Further, the addition of benzophenone in the polymerization of the polyketone is another characteristic. In the present invention, an effect of improving the intrinsic viscosity of the polyketone can be achieved by adding benzophenone in the polymerization of the polyketone. The molar ratio of (a) the ninth, tenth, or eleventh transition metal compound to benzophenone is 1: 5-100, preferably 1:40-60. If the molar ratio of the transition metal to the benzophenone is less than 1: 5, the effect of improving the intrinsic viscosity of the produced polyketone is unsatisfactory. If the molar ratio of the transition metal to the benzophenone exceeds 1: 100, It is not preferable because it tends to decrease

Examples of the ethylenically unsaturated compound copolymerized with carbon monoxide include ethylene, propylene, 1-butene, 1-hexene, 4-methyl-1-pentene, 1-octene, -Olefins such as hexadecene and vinylcyclohexane; Alkenyl aromatic compounds such as styrene and? -Methylstyrene; But are not limited to, cyclopentene, norbornene, 5-methylnorbornene, 5-phenylnorbornene, tetracyclododecene, tricyclododecene, tricyclodecene, pentacyclopentadecene, pentacyclohexadecene, Cyclic olefins such as cyclododecene; Vinyl halides such as vinyl chloride; Ethyl acrylate, and acrylates such as methyl acrylate. Of these, preferred ethylenically unsaturated compounds are? -Olefins, more preferably? -Olefins having 2 to 4 carbon atoms, most preferably ethylene, and 120 mol% propylene is added in the production of the terpolymerized polyketone.

Wherein the carbon monoxide and the ethylenically unsaturated compound and the propylenically unsaturated compound are copolymerized with an organometallic complex comprising a ligand (b) having an element of group 9, group 10 or group 11 transition metal compound (a) or group 15 Catalyzed, the catalyst is produced by contacting the two components. Any method may be employed as the method of contacting. That is, the solution may be prepared as a solution in which two components are premixed in a suitable solvent, or the two components may be supplied separately to the polymerization system and contacted in the polymerization system.

As the polymerization method, a solution polymerization method using a liquid medium, a suspension polymerization method, a vapor phase polymerization method in which a small amount of a polymer is impregnated with a high concentration catalyst solution, and the like are used. The polymerization may be either batchwise or continuous. The reactor used in the polymerization can be used as it is or in a known manner. The polymerization temperature is not particularly limited, and is generally 40 to 180 占 폚, preferably 50 to 120 占 폚. The pressure at the time of polymerization is not particularly limited, but is generally from normal pressure to 20 MPa, preferably from 4 to 15 MPa.
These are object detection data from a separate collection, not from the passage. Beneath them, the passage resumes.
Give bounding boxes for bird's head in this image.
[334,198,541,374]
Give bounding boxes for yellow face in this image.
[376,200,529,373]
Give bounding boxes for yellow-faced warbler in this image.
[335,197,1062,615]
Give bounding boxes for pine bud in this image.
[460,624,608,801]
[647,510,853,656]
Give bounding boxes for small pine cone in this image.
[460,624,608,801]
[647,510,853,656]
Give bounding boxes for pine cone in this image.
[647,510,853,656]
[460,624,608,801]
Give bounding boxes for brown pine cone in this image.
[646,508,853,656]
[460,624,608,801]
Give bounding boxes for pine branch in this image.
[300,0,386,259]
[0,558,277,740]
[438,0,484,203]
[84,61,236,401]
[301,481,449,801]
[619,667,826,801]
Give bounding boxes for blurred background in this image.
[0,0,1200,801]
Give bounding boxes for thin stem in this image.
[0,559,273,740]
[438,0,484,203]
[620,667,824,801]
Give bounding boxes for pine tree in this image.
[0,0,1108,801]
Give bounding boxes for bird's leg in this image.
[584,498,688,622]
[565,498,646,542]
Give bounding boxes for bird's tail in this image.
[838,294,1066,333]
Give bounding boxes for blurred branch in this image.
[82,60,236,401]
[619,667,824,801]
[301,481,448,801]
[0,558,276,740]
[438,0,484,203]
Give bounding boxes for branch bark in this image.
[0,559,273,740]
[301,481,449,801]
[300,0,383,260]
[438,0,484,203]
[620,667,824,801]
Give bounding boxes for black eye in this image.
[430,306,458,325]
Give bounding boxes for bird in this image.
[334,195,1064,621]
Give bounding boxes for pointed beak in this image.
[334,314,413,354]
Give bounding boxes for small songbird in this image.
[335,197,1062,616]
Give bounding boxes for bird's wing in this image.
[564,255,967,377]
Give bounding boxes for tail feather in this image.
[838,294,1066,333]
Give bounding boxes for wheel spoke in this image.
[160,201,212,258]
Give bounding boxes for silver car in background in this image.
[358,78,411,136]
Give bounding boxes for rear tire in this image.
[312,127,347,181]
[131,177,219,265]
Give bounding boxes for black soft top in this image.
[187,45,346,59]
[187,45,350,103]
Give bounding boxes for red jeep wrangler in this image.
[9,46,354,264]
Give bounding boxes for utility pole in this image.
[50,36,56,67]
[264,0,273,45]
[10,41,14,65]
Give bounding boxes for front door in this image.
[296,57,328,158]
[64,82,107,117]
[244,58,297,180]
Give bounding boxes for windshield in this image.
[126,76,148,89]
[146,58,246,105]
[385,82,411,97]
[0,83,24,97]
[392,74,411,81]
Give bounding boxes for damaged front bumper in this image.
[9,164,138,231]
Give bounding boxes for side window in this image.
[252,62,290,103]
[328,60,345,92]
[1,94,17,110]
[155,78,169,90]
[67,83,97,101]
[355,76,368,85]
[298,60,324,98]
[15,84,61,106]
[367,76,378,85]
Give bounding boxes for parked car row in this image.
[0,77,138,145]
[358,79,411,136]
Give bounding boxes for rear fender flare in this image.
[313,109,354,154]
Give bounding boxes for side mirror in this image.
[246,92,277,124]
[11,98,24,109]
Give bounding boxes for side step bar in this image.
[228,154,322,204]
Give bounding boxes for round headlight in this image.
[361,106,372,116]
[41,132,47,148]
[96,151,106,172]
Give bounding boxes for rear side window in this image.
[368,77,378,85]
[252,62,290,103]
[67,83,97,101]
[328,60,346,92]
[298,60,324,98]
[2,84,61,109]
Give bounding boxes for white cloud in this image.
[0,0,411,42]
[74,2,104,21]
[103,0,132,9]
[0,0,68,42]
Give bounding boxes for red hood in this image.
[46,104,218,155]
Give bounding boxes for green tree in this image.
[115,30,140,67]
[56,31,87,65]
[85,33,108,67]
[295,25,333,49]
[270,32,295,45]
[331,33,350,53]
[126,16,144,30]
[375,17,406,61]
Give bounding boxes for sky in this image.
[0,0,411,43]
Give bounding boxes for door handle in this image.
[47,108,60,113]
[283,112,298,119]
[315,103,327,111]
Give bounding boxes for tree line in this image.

As described above, the polyketone is produced through a polymerization process according to the above-described production process.

On the other hand, the polyketone polymer of the present invention is a line-by-line alternating structure and substantially contains carbon monoxide per one molecule of unsaturated hydrocarbon. Ethylenically unsaturated hydrocarbons suitable for use as precursors of polyketone polymers have up to 20 carbon atoms, preferably up to 10 carbon atoms. Ethylenically unsaturated hydrocarbons can also be selected from the group consisting of ethene and alpha-olefins such as propene, 1-butene, iso-butene, 1- hexene, 1- octene, , Or an aryl aliphatic group containing an aryl substituent on another aliphatic molecule, particularly containing an aryl substituent on an ethylenically unsaturated carbon atom. Examples of aryl aliphatic hydrocarbons in ethylenically unsaturated hydrocarbons include styrene, p-methyl styrene, p-ethyl styrene and m-isopropyl styrene. The polyketone polymer preferably used in the present invention is a copolymer of carbon monoxide and ethene or a second ethylenically unsaturated hydrocarbon having carbon monoxide, ethene and at least three carbon atoms, in particular alpha-olefins such as propene Is a terpolymer.

When the polyketone terpolymer is used as the main polymer component of the blend of the present invention, there are at least two units containing an ethylene moiety in each unit containing the second hydrocarbon moiety in the terpolymer. It is preferable that the number of units containing the second hydrocarbon moiety is from 10 to 100.

In one embodiment, the polyketone polymer may include a unit represented by the following formula (2) as a repeating unit.

(2)

-CO- (-CH2-CH2-) - x-CO- (G) -y-

In the above formula (2), G is an ethylenically unsaturated hydrocarbon, particularly an ethylenically unsaturated hydrocarbon having at least three carbon atoms, and x: y is at least 1: 0.01.

In another embodiment, the polyketone polymer is a copolymer comprising repeating units represented by the general formulas (1) and (2), and y / x is preferably 0.03 to 0.3. When the value of the y / x value is less than 0.03, there is a limit in that the meltability and processability are inferior. When the value of y / x is more than 0.3, the mechanical properties are poor. Further, y / x is more preferably 0.03 to 0.1.

- [- CH2CH2-CO] x- (1)

- [- CH2 --CH (CH3) - CO] y - (2)

In addition, the melting point of the polymer can be controlled by controlling the ratio of ethylene to propylene in the polyketone polymer. For example, when the molar ratio of ethylene: propylene: carbon monoxide is adjusted to 46: 4: 50, the melting point is about 220 ° C, while the melting point is adjusted to 235 ° C when the molar ratio is adjusted to 47.3: 2.7: 50.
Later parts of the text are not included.